Adopting a more personal tone, Wilson then appealed to every leader and member to get on board. “I am personally asking that all fields…emphasize this amazing TMI method,” he said. “Let us revitalize our church members in every area of church mission.”
According to Wilson, TMI is a process that includes Bible study and outreach, but also health and lifestyle reform, a wise use of financial means, well-ordered biblical families, and other life-enhancing changes.
“All of this is possible as we lean on Christ for our every need,” he said, as he invited TMI worldwide coordinator Duane McKey and his wife Kathy to share a major TMI and evangelistic initiative planned for Tokyo and other large Japanese cities in 2018.
McKey shared about past and ongoing TMI initiatives in Rwanda, Romania, Nepal, and the Philippines.
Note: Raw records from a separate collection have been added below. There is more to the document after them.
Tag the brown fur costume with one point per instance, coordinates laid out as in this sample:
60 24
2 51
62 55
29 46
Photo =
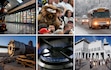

In preparation for the 2018 TMI event in Japan, 48 Adventist Japanese pastors were invited to the Philippines to lead an evangelistic series. Their efforts resulted in 1,400 baptisms. Preparations are also in progress for a similar outreach in India in 2019.
Children and Health Initiatives
Against these and other initiatives, Wilson reaffirmed that TMI calls for involvement in every area of church activity. “[We must] use everyone, women, men, young adults, including children in reaching out to the people of the great cities,” he said, as he introduced world church director of Children’s Ministries Linda Koh, inviting her to share what children are doing to share God’s love in cities around the world.
“How to reach millions of children in the cities?” asked Koh, before sharing some of the programs that are working to the bring young children to Jesus, such as Vacation Bible Schools, health expos, sports day, music festivals, and others.
Koh explained that success is achieved when children come to love and accept Jesus. “As the many children who come to us and tell us, ‘Jesus is now my friend forever,’” she said.
A comprehensive health ministry is also vital for TMI, said Wilson. Adventists pastors and health professionals can work together. By way of example, he called world church Health Ministries director Peter Landless to provide examples about how health initiatives are supporting the mission of the church in big cities.
“Comprehensive Health Ministry believes every member is a medical missionary,” said Landless, before reporting the success of initiatives such as mega and small health expos, tobacco cessation and addiction recovery programs, fun walks and runs, and cooking schools. He highlighted the 600 million US dollars in charity healthcare provided around the world each year, and the 50 million health-related books distributed.
“We can be part of this if we believe the [health] message, live the message, and teach the message,” Landless said, before concluding, “From the heart transplant to the simple loaf of bread, there may be more religion there than in many sermons.”
A Final Appeal
At Wilson’s request, Global Mission Urban Center director Doug Venn made a heartfelt appeal for members to get actively involved in sharing God’s message in the cities.
“We need to be convicted and recommitted to reaching the cities,” said Venn, who called on church leaders to be “rebaptized” together with him “for the Mission to the Cities priority.”
Venn also made a special appeal to tap the energy of young Adventist members. “We need to unleash the energy of young people, so they can use their creative abilities to bring Jesus to people living in cities.”
Wilson closed his message by making yet another plea to give the evangelistic work in the cities all the attention it deserves. “Please take the ‘Mission to the Cities’ challenge seriously, and submit it to God in prayer for your planning in every city around the world,” he said. “The time to work our cities is now!”